Un cercle tout de même
On commence et on finit au même endroit. L'art, la vie, les chansons, les livres — tout cela trace des boucles. On revient toujours à soi, mais jamais identique. Ce qui était un point de départ devient un point d'arrivée, et l'arrivée rouvre un chemin.
Le yin et le yang
Les opposés ne s'affrontent pas, ils se répondent. Le noir porte en lui une goutte rouge, le rouge porte en lui une goutte noire. Rien n'est pur, rien n'est séparé. C'est la leçon taoïste la plus simple et la plus difficile à vivre.
Les quatre éléments
Au cœur du symbole, l'eau et le feu — les deux forces premières, celles qui façonnent et celles qui transforment. Autour, les entrelacs celtiques — la terre, racine et mémoire, tressée dans la continuité des ancêtres. Et partout, le vide noir ou blanc qui sert de fond — l'air, l'espace où tout peut advenir.
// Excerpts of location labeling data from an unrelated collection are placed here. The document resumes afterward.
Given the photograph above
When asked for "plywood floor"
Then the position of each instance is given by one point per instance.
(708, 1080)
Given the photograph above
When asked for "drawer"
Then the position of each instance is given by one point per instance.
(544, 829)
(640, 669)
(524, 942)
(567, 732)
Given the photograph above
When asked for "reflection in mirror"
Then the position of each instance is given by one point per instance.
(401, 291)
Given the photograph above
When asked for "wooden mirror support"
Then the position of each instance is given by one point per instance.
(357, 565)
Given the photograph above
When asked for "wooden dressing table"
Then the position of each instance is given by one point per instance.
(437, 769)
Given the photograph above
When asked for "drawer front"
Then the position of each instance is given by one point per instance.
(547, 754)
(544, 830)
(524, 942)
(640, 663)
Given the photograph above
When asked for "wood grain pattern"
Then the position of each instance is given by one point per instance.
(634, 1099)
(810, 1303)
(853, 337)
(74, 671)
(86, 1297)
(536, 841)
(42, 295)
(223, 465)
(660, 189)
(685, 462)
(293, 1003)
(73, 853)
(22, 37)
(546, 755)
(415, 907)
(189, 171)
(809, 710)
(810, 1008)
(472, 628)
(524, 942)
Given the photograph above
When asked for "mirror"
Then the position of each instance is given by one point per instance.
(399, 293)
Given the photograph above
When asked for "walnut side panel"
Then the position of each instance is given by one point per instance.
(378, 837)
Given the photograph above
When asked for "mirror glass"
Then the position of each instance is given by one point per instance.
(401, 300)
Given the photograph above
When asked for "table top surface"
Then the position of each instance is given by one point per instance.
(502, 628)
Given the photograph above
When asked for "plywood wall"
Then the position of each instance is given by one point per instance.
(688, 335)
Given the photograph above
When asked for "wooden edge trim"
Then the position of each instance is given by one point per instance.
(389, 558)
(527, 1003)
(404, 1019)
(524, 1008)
Eau. Feu. Terre. Air. Ce quatuor traverse presque toutes les cultures humaines, du Japon aux druides, de l'Égypte aux Amériques. C'est peut-être là que réside l'universel : non pas dans une vérité unique, mais dans les motifs que toutes les traditions redessinent, chacune à sa manière.
Ce logo me définit parce qu'il dit ce que je cherche à faire en musique, en poésie, en mots : tenir ensemble les contraires, honorer les racines sans s'y enchaîner, et garder le cercle ouvert pour que quelque chose de vivant puisse entrer.